Ma ai familiari e amici che gli restavano a Gemona, Torlin nascose l’esistenza di queste cose. Lasciò creder loro che non ci fosse modo di chiamare, s’eclissò, scomparve. Non era uomo di carta e penna, lettere non ne scriveva, quindi per anni non fece sapere più nulla di sé. Un taglio netto, una cesura verso il mondo di prima, di cui evidentemente sentiva il bisogno. La tenne in piedi per sei anni, quella balla, finché un bel giorno, così, d’impulso, si decise a tornare.

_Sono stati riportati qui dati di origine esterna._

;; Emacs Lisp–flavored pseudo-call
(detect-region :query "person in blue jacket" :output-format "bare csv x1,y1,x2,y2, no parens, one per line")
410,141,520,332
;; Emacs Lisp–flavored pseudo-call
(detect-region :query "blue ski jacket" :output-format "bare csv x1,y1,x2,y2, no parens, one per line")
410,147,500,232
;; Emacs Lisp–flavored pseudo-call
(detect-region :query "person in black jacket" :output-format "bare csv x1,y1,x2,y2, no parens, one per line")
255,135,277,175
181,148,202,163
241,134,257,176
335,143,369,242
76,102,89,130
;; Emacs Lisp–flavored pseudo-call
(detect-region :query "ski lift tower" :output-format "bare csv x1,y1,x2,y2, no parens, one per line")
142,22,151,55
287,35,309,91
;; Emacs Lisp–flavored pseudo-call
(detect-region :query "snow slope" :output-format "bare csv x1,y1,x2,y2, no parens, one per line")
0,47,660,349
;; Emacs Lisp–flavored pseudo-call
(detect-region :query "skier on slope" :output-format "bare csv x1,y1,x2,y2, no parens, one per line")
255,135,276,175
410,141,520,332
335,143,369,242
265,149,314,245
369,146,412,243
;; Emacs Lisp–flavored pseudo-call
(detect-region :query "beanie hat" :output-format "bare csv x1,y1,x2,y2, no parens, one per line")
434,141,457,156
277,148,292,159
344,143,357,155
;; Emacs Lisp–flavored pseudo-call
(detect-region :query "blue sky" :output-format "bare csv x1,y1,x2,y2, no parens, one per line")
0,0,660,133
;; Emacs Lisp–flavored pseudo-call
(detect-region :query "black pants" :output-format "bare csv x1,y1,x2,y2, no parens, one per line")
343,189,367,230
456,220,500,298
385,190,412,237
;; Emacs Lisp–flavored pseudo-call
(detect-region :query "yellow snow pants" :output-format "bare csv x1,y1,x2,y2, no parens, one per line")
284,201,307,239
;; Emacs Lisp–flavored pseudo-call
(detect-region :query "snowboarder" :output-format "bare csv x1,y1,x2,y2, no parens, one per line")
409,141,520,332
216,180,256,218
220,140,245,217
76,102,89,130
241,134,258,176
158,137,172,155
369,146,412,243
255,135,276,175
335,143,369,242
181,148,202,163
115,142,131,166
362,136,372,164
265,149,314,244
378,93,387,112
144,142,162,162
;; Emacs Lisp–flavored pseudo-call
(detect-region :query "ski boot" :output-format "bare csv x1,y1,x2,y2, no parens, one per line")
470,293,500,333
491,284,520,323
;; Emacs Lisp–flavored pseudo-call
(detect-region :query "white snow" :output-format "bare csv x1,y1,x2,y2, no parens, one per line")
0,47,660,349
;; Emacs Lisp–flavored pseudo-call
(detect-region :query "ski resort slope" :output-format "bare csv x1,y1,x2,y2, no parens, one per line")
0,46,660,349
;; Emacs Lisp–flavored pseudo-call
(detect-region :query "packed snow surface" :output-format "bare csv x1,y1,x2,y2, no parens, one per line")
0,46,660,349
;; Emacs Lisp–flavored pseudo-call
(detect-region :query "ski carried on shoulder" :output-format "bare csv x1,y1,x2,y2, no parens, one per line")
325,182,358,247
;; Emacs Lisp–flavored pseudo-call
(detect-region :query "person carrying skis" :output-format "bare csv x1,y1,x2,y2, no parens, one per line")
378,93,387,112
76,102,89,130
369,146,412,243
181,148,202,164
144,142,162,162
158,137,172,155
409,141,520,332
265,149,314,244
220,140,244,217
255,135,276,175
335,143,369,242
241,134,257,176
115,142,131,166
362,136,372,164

In una di quelle serate alcoliche che ci accomunarono, a Garafiri, gli chiesi perché avesse cambiato idea. Ci pensò un po’ su e non volle o non seppe rispondermi; piuttosto sviò, bofonchiò banalità vaghe, camuffandole nell’ottenebramento della sbronza. Quindi, non avendo ottenuto risposte da lui, mi sento autorizzato a ipotizzare la mia. Quel che penso è che da un giorno all’altro Torlin sentì che stava perdendo le radici, che se non avesse ripreso in fretta contatto con la sua terra, tra un po’ non ne avrebbe più avuta una. Allora soppesò attentamente quel legame, per quel che valeva, e sia pur col minimo coinvolgimento emotivo si decise a tornare. Stipulò col Friuli una sorta di freddo armistizio, un patto al ribasso e di lì in poi seguitò a tornarci un paio di volte l’anno, per brevi periodi di ferie. Ricompariva all’improvviso, all’insaputa di tutti, e quando si materializzava per le vie di Gemona e lo si vedeva fare la spesa al supermercato o bersi un’ombra al bar, la gente ne parlava, era una specie di personaggio un po’ lunatico. Ma di questo lui non si curava.

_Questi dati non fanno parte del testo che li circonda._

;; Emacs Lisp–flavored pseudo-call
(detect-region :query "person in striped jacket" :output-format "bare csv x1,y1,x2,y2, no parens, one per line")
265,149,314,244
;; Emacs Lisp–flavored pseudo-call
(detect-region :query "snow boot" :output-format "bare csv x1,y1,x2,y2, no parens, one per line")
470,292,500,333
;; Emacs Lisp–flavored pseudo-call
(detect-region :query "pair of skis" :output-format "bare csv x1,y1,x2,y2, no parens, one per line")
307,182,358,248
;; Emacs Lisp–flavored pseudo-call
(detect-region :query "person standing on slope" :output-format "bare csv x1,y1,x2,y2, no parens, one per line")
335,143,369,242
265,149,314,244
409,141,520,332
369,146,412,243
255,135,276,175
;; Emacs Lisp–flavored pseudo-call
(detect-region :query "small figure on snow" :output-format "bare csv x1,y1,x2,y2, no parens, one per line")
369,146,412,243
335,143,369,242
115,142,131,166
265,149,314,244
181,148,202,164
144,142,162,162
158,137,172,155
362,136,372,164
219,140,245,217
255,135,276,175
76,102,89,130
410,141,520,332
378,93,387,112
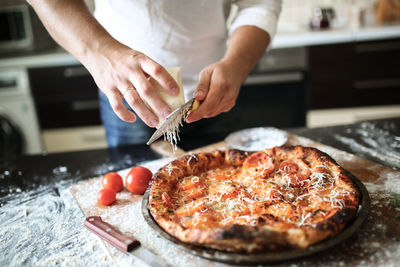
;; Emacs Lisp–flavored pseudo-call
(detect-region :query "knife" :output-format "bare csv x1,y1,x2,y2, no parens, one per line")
84,216,169,267
146,98,200,145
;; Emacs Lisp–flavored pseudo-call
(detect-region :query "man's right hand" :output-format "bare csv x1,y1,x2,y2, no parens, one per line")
85,44,179,127
30,0,179,127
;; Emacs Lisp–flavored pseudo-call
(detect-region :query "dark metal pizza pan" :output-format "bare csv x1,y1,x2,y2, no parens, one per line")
142,175,371,265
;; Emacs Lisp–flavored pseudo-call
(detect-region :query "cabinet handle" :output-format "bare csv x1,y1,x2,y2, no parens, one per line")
71,100,99,111
244,72,303,85
354,79,400,90
64,66,89,78
355,41,400,53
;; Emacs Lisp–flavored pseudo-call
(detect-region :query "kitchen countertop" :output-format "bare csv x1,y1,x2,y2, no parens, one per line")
0,24,400,68
0,118,400,266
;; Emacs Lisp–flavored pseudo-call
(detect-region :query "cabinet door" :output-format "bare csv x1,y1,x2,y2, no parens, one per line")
309,39,400,109
28,65,101,129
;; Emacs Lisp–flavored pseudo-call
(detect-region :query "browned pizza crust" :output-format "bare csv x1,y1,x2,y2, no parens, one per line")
148,146,360,252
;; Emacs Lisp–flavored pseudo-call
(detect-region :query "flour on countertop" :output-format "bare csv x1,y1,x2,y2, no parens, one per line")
0,182,114,266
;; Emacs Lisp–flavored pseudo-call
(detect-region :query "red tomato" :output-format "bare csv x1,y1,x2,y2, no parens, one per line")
97,188,117,206
101,172,124,192
243,152,275,177
279,160,299,174
125,166,153,195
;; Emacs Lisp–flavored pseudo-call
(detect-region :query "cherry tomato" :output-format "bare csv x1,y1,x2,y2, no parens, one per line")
125,166,153,195
101,172,124,192
97,188,117,206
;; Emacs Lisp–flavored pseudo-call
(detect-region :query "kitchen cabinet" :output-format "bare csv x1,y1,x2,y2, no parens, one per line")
307,38,400,127
28,64,101,130
308,39,400,109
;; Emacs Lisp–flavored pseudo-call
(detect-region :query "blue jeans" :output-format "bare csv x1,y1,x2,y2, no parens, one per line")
99,90,155,147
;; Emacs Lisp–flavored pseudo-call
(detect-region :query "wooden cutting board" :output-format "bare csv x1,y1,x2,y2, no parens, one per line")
70,134,400,266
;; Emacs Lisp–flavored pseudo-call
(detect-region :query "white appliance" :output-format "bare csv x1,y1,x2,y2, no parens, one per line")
0,68,42,154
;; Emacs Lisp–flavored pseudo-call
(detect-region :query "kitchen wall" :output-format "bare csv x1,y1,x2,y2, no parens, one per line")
278,0,376,32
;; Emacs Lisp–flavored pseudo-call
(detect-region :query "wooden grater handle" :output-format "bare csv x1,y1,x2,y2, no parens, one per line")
84,216,140,253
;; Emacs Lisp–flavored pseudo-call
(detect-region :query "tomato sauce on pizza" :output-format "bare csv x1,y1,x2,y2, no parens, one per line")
148,146,360,252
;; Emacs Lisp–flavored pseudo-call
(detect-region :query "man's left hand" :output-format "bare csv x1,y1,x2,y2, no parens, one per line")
186,60,244,123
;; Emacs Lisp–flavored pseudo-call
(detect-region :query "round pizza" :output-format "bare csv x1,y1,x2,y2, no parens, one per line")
148,146,360,252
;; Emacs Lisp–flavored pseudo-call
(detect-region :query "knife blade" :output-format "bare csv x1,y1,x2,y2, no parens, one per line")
84,216,169,267
146,98,197,145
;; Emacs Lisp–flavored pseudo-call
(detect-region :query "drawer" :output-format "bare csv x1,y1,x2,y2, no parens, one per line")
36,99,101,129
28,65,97,103
42,126,107,153
28,65,101,129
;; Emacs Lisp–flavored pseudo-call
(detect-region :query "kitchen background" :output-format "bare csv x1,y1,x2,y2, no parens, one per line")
0,0,400,158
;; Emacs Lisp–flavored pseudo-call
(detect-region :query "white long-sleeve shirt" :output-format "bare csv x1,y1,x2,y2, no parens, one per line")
94,0,282,99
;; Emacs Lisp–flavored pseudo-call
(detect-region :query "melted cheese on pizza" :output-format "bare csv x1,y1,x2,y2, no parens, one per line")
159,152,354,229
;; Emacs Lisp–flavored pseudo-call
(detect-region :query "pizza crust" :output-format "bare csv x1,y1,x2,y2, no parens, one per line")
148,146,360,253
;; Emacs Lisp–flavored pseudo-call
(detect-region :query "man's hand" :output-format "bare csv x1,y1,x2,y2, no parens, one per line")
85,44,179,127
186,60,243,122
30,0,179,127
186,26,270,122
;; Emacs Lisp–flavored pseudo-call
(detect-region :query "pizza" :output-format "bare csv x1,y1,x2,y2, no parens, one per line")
148,146,360,253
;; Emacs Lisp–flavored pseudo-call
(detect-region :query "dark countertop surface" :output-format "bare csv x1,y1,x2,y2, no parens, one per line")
0,118,400,266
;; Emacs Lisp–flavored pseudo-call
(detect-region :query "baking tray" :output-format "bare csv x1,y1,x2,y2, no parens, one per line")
142,175,371,265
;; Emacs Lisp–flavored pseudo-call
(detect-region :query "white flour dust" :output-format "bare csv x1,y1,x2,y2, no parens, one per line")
334,122,400,168
0,183,113,266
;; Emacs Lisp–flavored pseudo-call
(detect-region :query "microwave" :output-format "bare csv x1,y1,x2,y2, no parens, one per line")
0,4,56,54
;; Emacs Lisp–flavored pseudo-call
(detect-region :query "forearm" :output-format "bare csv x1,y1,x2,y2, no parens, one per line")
30,0,119,64
223,26,270,80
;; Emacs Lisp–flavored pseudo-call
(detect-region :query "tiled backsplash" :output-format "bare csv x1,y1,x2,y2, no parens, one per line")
278,0,376,32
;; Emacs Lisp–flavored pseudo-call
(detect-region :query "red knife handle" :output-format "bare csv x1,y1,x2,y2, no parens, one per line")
84,216,140,253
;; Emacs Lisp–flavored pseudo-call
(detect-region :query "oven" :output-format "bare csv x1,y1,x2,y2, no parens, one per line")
0,0,56,56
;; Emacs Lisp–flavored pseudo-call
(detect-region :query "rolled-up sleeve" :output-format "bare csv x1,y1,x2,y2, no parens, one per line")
229,0,282,40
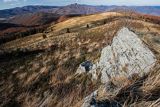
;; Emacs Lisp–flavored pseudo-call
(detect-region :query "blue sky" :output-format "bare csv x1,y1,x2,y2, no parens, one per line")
0,0,160,9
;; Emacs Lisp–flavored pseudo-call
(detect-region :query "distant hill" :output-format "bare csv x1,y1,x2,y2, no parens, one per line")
7,12,60,26
0,6,58,18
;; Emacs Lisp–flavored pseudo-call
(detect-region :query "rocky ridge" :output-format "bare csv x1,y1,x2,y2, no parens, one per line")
79,28,156,107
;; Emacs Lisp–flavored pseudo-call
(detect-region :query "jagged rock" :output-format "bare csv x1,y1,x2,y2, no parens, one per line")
77,28,156,83
82,90,97,107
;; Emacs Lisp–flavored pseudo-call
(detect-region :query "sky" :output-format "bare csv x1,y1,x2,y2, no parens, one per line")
0,0,160,10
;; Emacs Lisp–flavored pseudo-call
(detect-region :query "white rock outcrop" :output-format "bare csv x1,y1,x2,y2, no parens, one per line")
77,28,156,83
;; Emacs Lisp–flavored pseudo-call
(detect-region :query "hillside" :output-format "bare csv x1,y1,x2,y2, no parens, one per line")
0,12,160,107
0,3,160,19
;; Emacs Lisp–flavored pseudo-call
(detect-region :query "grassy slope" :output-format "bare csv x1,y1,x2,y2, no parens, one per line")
0,13,160,107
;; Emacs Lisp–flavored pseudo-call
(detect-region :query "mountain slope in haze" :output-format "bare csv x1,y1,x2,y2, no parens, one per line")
0,3,160,18
6,12,60,26
0,6,58,18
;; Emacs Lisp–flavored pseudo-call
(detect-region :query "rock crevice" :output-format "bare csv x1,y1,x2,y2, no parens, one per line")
77,28,156,83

Sulle macerie della casa vecchia ne costruì una nuova. Però non bella come quelle che sorsero lì attorno, quelle che un po’ tutti si costruirono nel dopo-terremoto, più accoglienti e comode delle crollate. Quella che si fece Torlin era brutta più della prima e lui ci mise molto più tempo degli altri a tirarla su. Non gli importava neanche di questo. Dei vecchi tempi recuperò una cosa sola: le scalate in montagna. Da ragazzo era stato un buon rocciatore, socio di un club alpino. E negli intervalli che passava in Italia si dedicava a quelle escursioni, diceva che arrampicarsi lo disintossicava.

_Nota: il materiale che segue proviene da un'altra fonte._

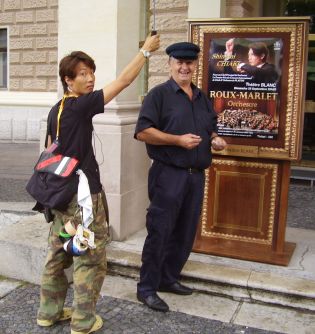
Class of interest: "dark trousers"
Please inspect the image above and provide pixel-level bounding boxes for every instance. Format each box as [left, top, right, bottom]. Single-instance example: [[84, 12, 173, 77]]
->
[[137, 162, 204, 297]]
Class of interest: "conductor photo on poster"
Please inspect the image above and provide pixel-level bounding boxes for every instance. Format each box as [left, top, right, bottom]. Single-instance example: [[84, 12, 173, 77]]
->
[[208, 35, 283, 140]]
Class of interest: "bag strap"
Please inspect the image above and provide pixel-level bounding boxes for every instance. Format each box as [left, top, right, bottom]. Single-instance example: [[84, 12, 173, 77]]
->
[[56, 94, 78, 140]]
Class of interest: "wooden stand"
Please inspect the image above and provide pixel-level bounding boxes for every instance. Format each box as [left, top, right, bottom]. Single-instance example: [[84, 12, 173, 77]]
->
[[193, 156, 295, 266]]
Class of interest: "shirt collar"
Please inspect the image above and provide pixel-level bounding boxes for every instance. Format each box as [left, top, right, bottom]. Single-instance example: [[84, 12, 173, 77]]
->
[[169, 77, 201, 98]]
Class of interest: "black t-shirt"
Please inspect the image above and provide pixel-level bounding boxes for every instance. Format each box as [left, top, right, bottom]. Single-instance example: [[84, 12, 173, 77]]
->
[[47, 90, 104, 194], [135, 79, 217, 169]]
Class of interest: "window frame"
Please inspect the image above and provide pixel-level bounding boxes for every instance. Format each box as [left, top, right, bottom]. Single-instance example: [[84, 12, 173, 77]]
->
[[0, 26, 9, 91]]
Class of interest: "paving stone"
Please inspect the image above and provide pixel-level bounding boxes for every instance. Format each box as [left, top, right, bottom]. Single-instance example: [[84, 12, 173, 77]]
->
[[0, 284, 280, 334]]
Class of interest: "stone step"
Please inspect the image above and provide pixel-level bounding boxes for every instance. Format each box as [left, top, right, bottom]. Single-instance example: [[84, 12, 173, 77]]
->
[[0, 212, 315, 311]]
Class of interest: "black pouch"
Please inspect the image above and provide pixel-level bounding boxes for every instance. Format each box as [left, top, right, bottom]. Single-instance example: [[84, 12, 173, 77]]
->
[[26, 171, 79, 210]]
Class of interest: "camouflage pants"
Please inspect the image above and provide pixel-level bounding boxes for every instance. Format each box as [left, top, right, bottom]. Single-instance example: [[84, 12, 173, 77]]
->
[[37, 193, 107, 332]]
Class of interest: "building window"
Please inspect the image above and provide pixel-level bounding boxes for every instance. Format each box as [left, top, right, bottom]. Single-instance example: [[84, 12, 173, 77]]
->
[[0, 28, 8, 89]]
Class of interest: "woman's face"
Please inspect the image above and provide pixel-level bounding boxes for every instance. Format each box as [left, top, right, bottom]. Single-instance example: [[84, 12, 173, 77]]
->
[[248, 49, 265, 66], [65, 62, 95, 95]]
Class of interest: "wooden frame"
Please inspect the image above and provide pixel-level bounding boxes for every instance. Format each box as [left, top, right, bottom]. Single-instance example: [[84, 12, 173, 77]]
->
[[189, 17, 309, 160]]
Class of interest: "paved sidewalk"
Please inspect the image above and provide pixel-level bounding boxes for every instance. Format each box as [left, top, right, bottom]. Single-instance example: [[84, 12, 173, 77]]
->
[[0, 143, 315, 334], [0, 278, 284, 334], [0, 143, 315, 230]]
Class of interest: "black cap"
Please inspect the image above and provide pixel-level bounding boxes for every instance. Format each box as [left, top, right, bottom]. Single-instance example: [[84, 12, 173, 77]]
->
[[165, 42, 200, 59]]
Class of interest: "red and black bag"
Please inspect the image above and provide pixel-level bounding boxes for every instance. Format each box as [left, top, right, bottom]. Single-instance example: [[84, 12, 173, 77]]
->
[[26, 96, 81, 211]]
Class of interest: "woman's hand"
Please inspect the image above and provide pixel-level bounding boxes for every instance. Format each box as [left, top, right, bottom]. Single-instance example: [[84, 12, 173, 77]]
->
[[142, 35, 160, 52]]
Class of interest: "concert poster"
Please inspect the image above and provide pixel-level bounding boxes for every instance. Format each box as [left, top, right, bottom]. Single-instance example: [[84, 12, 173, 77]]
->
[[205, 35, 284, 140]]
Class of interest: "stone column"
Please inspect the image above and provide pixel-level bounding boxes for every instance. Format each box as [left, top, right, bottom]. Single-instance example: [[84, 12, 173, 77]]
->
[[58, 0, 150, 240]]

Quella sera, dopo aver fatto partire il turno di notte, Torlin si fece una doccia per sciacquar via l’impiastro d’olii d’ingrassaggio e polvere di roccia che tutti gli impiantisti portano addosso come una seconda pelle a fine giornata, e s’affacciò al club del cantiere. C’era un solo tavolo occupato, da Brusatti, l’idraulico capo della diga, uno che a Torlin non andava a genio. Non che avessero questioni tra loro, ma Brusatti era uno che parla molto e a Torlin chi chiacchiera non piace. Quindi non lo raggiunse al tavolo, sedette al banco da solo e chiamò la prima. Partiva a birra, poi saliva di grado. La birra gli lavava via dalla gola la polvere di frantoio e la preparava al seguito. Ma, buttati giù i primi sorsi, Brusatti gli s’avvicinò e si sedette sullo strapuntino accanto, bere da solo al tavolo l’intristiva. “Ha da far parole,” si disse Torlin, e difatti quello cominciò a farne.

Gli parlò della nuova ragazzetta che s’era trovato al di là del fiume. Era uno che si vantava delle sue imprese, Brusatti, sia quelle venatorie che quelle erotiche: dar la caccia alla fauna selvatica nei dintorni del cantiere – gazzelle, facoceri, pernici, faraone – e alle ragazzine appena adolescenti che trovava nei villaggi. Nella fattispecie, il villaggio in questione era quello di Bolom, sulla riva destra del fiume, a un passo dall’impianto. Era venuto a cacciargli quasi dentro casa.

“Sta’ a sentire, ha una pelle che pare seta,” diceva Brusatti. “Un corpicino delicato come un bocciolo, una testolina ebano e avorio…”

“Quanti ne ha, questa?” fece Torlin.

“Boh, pochi. Neanche l’età per decidere da sola. Ha bisogno del permesso dei suoi per lasciare il villaggio.”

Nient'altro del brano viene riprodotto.